Genomic DNA was extracted from CHO cultured cells containing the alphoidtetO-HAC with DNeasy Blood & Tissue Kit (Qiagen). DNA concentration was measured by NanoDrop 1000 Spectrophotometer (Thermo Fisher Scientific). The PCR mixture included 0.5 μL TaKaRa LA Taq (5 units/μL, Clontech, #RR002M, Lot KA3101CA), 5 μL 10× LA PCR Buffer, 8 μL dNTP mixture (2.5 mM each), 300 ng of genomic DNA, 2 μL forward and 2 μL reverse primers (10 μM), sterile distilled water up to 50 μL. PCR products were resolved on 1% or 2% agarose gels.
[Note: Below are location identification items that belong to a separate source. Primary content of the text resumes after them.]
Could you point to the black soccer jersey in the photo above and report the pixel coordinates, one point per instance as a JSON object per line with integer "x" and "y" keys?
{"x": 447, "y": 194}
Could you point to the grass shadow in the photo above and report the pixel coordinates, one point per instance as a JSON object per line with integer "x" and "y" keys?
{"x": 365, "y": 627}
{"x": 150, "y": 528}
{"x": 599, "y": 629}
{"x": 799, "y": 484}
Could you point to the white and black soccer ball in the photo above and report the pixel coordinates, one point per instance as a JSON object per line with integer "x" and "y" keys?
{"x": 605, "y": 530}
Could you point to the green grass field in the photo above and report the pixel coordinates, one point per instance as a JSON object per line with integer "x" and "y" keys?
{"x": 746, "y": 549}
Construction of VHL Gene Fragment-Containing Plasmids and Loading into AlphoidtetO-HAC

Three fragments containing either exon 1, exon 2 or exon 3 of the VHL gene were PCR-amplified from the TAR-isolated YAC/BAC clone containing a full-length genomic copy of the VHL gene[13] using specific primers (Table S1). The fragments were cloned into the appropriate plasmids as follows: a 5990 bp AscI-FseI fragment 1 containing exon 1 along with the VHL promoter was inserted into Type 1 carrier vector A168 digested by AscI/FseI restriction enzymes; a 4221 bp Asc1-Not1 fragment 2 containing exon 2 was inserted into Type 2 carrier vector A170 digested by AscI/NotI restriction enzymes; a 6323 bp Asc1-NotI fragment 3 containing exon 3 was inserted into Type 1 carrier vector A168 digested by AscI/NotI restriction enzymes. Three rounds of insertion were performed to assemble a full-length VHL gene on the HAC. For the first round of insertion, 3 μg of the exon 3-carrying vector and 2 μg of ΦC31-Cre-expressing A139 vector were cotransfected into CHO cells carrying the alphoidtetO-HAC bearing the previously inserted platform cassette A037 using the appropriate transfection reagents (MTI-GlobalStem). Four μg/mL Puromycin plus 4 μg/mL Blasticidin S were used as a positive selection for 5 days and 4 μg/mL Puromycin, 4 μg/mL Blasticidin S and 5 μg/mL Gancyclovir were used as a positive/negative selection for 1 week to select for correct insertion of exon 3. For the second round of insertion, 3 μg of exon 2-carrying vector and 2 μg of ΦBT1-Cre-expressing A135-JH vector were cotransfected into CHO cells. 100 μg/mL Hygromycin B plus 4 μg/mL Blasticidin S were used as a positive selection for 5 days. 100 μg/mL Hygromycin B, 4 μg/mL Blasticidin S and 100 μg/mL 5-Fluorocytidine were used as a positive/negative selection for 1 week to select for correct insertion of exon 2. For the third round of insertion, 3 μg of the exon 1-carrying vector and 2 μg of ΦC31-Cre-expressing A139 vector were cotransfected into hamster CHO cells. Four μg/mL Puromycin plus 4 μg/mL Blasticidin S were used as a positive selection for 5 days and 4 μg/mL Puromycin, 4 μg/mL Blasticidin S and 5 μg/mL Gancyclovir were used as a positive/negative selection for 1 week to select for correct insertion of exon 1. All insertions after each round were confirmed by PCR with the corresponding primers (Table S1) that diagnose a correctly assembled VHL gene.

RT-PCR Reaction

Transcription of the VHL gene from alphoidtetO-HAC/VHL in hamster CHO cells was detected by RT-PCR by using specific primers described in Table S1.